US,RUSSIA: President Joe Biden on Thursday warned his Russian counterpart Vladimir Putin of a tough US response to any invasion of Ukraine, while the Kremlin leader said anti-Moscow sanctions would be a “colossal mistake.”
After a 50-minute phone call — their second in just over three weeks — both Presidents indicated support for further diplomacy on the tense standoff between Russia and Western-backed Ukraine.
Putin was “pleased” overall with the talks, foreign policy adviser Yury Ushakov told reporters. A senior US official, who spoke on condition of anonymity, said the tone “was serious and substantive.”
But there was no disguising the depth of disagreement — or the dangerously high stakes on the fringes of eastern Europe — ahead of in-person negotiations between high-ranking Russian and US officials on January 10.
Biden “made clear that the United States and its allies and partners will respond decisively if Russia further invades Ukraine,” Press Secretary Jen Psaki said in a statement. Ushakov, referring to Washington’s repeated threats of intensive economic sanctions as a response to a Ukraine attack, said this would be “a colossal mistake. We hope this will not happen.”
“President Biden reiterated that substantive progress in these dialogues can occur only in an environment of de-escalation rather than escalation,” Psaki said.
Washington and its European allies accuse Russia of threatening former Soviet territory Ukraine with a new invasion. Some 100,000 Russian troops are massed near the border of the country, where Putin already seized the Crimea region in 2014 and is accused of fomenting a pro-Russian separatist war which erupted that same year in the east.
Moscow describes the menacing troop presence as protection against an encroaching West, particularly NATO, although Ukraine has not been offered membership in the military alliance.
Earlier this month, the Russians issued a sweeping set of demands, including guarantees that NATO not expand further and a bar on new US military bases in former territories of the Soviet Union.

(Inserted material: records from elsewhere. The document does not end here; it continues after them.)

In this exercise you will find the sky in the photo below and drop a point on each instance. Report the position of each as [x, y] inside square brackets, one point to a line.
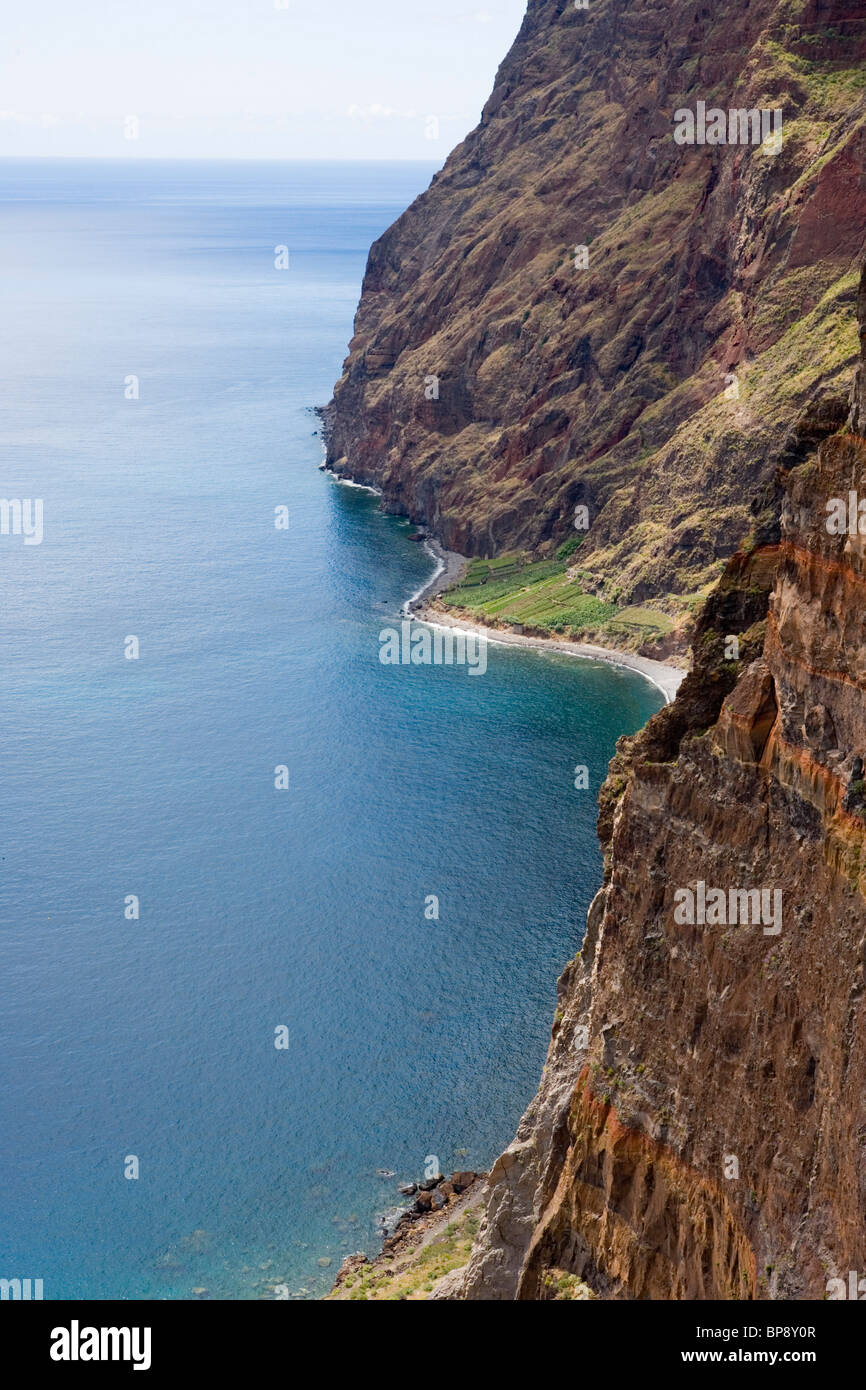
[380, 79]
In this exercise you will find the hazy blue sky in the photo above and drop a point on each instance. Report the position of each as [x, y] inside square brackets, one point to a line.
[249, 78]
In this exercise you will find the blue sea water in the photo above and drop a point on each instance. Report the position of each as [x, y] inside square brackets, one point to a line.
[154, 777]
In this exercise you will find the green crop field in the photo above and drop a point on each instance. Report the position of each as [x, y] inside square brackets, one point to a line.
[540, 594]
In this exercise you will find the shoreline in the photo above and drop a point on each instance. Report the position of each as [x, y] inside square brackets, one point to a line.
[451, 566]
[665, 676]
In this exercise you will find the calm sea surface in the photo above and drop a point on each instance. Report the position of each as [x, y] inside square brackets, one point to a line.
[153, 1036]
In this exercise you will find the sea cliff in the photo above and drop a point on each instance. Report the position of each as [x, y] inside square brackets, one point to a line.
[701, 1119]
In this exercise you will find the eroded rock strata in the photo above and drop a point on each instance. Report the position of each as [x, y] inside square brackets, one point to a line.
[699, 1127]
[699, 1130]
[654, 384]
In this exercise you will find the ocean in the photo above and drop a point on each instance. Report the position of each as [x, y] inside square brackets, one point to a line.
[168, 913]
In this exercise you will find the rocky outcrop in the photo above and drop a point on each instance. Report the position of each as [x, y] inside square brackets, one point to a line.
[699, 1130]
[498, 377]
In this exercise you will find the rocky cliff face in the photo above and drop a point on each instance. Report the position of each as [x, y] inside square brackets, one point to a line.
[652, 382]
[699, 1130]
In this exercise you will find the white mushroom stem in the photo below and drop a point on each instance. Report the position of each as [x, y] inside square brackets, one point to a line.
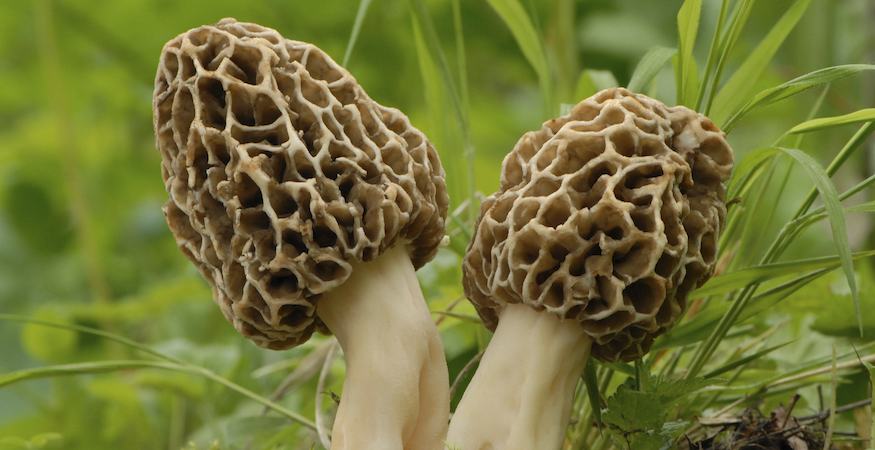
[396, 392]
[521, 396]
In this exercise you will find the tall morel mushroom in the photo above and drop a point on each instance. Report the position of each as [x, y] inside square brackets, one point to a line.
[307, 207]
[605, 220]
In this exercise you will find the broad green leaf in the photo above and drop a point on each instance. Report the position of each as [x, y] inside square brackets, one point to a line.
[836, 218]
[107, 366]
[740, 180]
[592, 391]
[649, 67]
[515, 17]
[796, 86]
[592, 81]
[356, 29]
[737, 88]
[688, 26]
[863, 115]
[755, 275]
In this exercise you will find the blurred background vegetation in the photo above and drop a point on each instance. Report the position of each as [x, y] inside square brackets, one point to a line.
[83, 239]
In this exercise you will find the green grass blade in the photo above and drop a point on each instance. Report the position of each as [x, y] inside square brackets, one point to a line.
[863, 115]
[797, 142]
[592, 391]
[175, 364]
[592, 81]
[104, 334]
[688, 26]
[356, 29]
[853, 144]
[521, 26]
[754, 275]
[713, 52]
[727, 44]
[432, 48]
[737, 88]
[84, 368]
[702, 326]
[463, 317]
[726, 368]
[794, 87]
[649, 67]
[740, 181]
[836, 219]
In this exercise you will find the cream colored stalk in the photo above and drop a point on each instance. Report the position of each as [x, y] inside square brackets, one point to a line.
[396, 366]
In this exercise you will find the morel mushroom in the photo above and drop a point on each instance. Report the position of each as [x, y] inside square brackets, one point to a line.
[605, 221]
[307, 207]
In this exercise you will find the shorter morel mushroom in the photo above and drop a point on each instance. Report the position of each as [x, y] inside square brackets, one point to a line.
[307, 206]
[605, 220]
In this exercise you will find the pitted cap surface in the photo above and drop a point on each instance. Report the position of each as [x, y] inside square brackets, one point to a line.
[609, 216]
[282, 172]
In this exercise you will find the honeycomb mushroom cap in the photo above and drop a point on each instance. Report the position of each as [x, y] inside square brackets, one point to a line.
[282, 172]
[609, 216]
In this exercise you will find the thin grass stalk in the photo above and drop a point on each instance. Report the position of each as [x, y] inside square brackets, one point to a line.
[832, 403]
[462, 64]
[74, 179]
[356, 29]
[855, 143]
[712, 54]
[172, 363]
[747, 229]
[772, 208]
[738, 23]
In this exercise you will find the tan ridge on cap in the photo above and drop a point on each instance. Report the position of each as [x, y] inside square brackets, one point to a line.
[609, 215]
[282, 171]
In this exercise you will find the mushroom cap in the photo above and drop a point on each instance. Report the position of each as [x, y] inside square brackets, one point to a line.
[282, 172]
[609, 216]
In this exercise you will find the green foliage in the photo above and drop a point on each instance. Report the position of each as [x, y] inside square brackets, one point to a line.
[109, 337]
[44, 441]
[639, 418]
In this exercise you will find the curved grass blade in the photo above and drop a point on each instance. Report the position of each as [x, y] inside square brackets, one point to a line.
[737, 87]
[515, 17]
[726, 368]
[592, 391]
[174, 364]
[461, 316]
[104, 334]
[356, 29]
[702, 326]
[433, 49]
[794, 87]
[688, 26]
[712, 52]
[836, 219]
[649, 66]
[592, 81]
[740, 181]
[740, 15]
[863, 115]
[852, 146]
[728, 282]
[83, 369]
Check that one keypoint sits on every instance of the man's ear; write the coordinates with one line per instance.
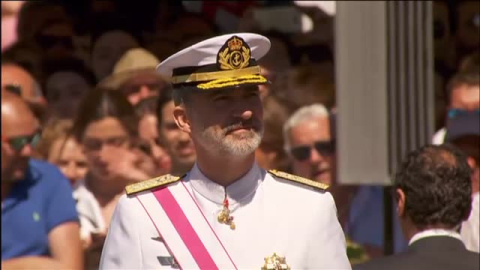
(471, 162)
(400, 196)
(181, 118)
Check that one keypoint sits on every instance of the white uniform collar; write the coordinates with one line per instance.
(236, 191)
(434, 232)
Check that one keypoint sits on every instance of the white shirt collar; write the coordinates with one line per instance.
(434, 232)
(236, 191)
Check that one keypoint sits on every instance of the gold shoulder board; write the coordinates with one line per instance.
(151, 183)
(299, 179)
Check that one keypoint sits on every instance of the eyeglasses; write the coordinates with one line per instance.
(96, 144)
(303, 152)
(452, 113)
(19, 142)
(154, 87)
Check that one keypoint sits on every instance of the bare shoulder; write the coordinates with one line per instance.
(156, 182)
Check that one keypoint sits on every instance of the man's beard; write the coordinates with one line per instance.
(232, 144)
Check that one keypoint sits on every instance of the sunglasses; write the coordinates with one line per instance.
(452, 113)
(303, 152)
(14, 88)
(96, 144)
(19, 142)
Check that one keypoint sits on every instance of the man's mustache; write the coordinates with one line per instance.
(249, 124)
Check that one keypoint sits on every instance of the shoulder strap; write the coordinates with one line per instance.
(152, 183)
(185, 231)
(299, 179)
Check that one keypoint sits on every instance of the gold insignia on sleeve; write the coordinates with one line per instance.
(299, 179)
(234, 54)
(275, 262)
(151, 183)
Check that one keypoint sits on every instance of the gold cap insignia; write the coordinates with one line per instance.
(299, 179)
(152, 183)
(275, 262)
(234, 54)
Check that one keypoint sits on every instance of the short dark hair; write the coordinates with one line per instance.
(436, 180)
(468, 77)
(101, 103)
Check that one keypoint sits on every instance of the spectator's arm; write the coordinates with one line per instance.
(65, 245)
(32, 263)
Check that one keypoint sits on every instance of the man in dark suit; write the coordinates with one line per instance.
(433, 193)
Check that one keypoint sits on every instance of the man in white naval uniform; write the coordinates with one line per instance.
(226, 212)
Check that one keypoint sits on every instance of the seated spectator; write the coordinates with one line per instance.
(134, 75)
(305, 85)
(66, 82)
(58, 147)
(432, 188)
(308, 129)
(107, 128)
(178, 144)
(26, 54)
(463, 94)
(39, 222)
(148, 131)
(108, 46)
(463, 132)
(309, 138)
(18, 80)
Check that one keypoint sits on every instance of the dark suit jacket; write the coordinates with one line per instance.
(436, 252)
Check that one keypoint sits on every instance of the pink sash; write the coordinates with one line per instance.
(186, 232)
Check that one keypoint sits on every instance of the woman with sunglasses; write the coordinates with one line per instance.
(107, 127)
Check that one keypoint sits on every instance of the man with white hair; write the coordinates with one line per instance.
(226, 212)
(309, 143)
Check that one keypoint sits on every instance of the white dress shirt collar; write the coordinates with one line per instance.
(434, 232)
(236, 191)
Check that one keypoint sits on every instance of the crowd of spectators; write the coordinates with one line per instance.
(84, 114)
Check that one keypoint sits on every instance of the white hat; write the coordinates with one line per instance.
(133, 62)
(219, 62)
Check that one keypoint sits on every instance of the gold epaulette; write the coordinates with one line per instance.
(299, 179)
(152, 183)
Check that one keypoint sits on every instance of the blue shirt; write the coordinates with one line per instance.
(366, 222)
(35, 206)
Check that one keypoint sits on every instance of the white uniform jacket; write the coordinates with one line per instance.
(271, 214)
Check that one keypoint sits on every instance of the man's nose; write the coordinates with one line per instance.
(315, 156)
(70, 172)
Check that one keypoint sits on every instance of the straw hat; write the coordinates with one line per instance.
(134, 62)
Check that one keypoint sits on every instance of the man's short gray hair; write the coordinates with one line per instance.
(302, 114)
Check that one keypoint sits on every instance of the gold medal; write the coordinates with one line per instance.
(275, 262)
(224, 216)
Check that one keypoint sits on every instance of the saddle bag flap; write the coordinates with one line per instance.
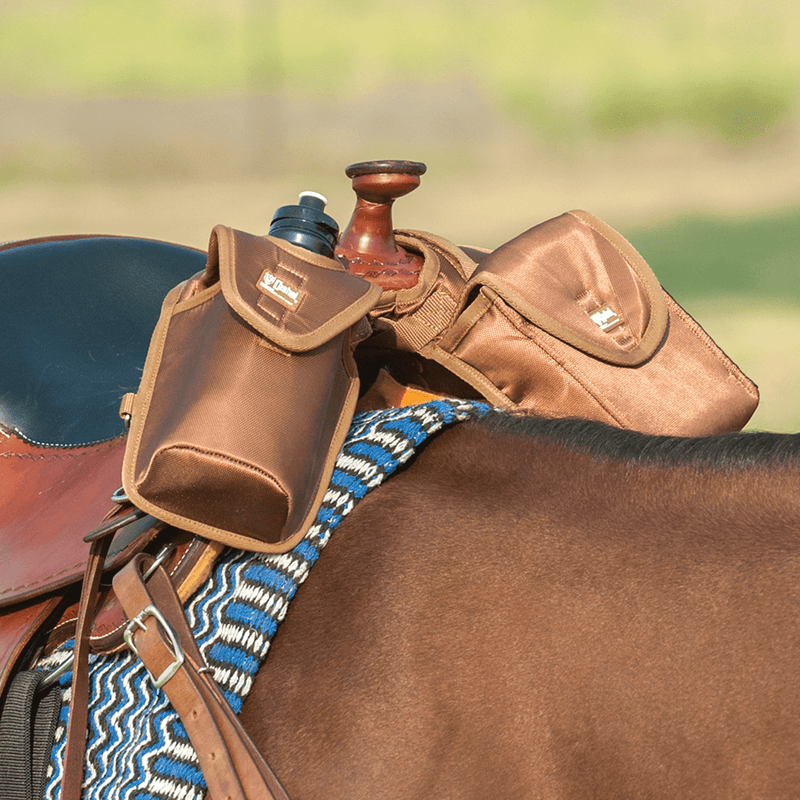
(247, 393)
(567, 319)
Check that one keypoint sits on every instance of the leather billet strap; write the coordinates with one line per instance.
(72, 780)
(159, 634)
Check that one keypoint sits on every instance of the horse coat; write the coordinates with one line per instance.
(137, 746)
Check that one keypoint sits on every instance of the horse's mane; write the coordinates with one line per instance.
(737, 450)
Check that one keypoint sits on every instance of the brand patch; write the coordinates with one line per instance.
(272, 285)
(605, 318)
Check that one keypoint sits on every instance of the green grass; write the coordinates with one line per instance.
(565, 68)
(706, 257)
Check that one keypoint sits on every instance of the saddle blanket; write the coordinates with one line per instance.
(137, 748)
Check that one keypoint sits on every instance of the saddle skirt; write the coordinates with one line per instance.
(234, 618)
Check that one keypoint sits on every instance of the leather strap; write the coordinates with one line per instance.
(72, 781)
(159, 634)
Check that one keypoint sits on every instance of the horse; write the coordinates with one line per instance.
(553, 609)
(543, 608)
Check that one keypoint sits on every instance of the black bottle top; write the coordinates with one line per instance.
(307, 224)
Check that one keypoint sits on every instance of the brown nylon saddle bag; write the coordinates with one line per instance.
(566, 319)
(247, 393)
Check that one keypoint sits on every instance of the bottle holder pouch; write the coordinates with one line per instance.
(567, 319)
(247, 393)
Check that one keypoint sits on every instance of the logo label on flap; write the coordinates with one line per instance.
(605, 318)
(273, 286)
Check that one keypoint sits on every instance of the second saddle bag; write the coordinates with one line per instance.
(564, 320)
(247, 393)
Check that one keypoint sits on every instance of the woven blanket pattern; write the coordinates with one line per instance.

Biden was shown in an official White House picture wearing a suit and tie and speaking from a large wooden desk lined with family photos in his Wilmington home. A framed US flag hung from the wall behind.
In a holiday message to Biden hours before they talked, Putin said he was “convinced” that “we can move forward and establish an effective Russian-American dialogue based on mutual respect and consideration of each other’s national interests.”
Kremlin spokesman Dmitry Peskov told reporters that Putin was “in the mood for a conversation.”
“We believe that only through talks is it possible to solve all the immediate problems that we have in abundance between us,” Peskov said.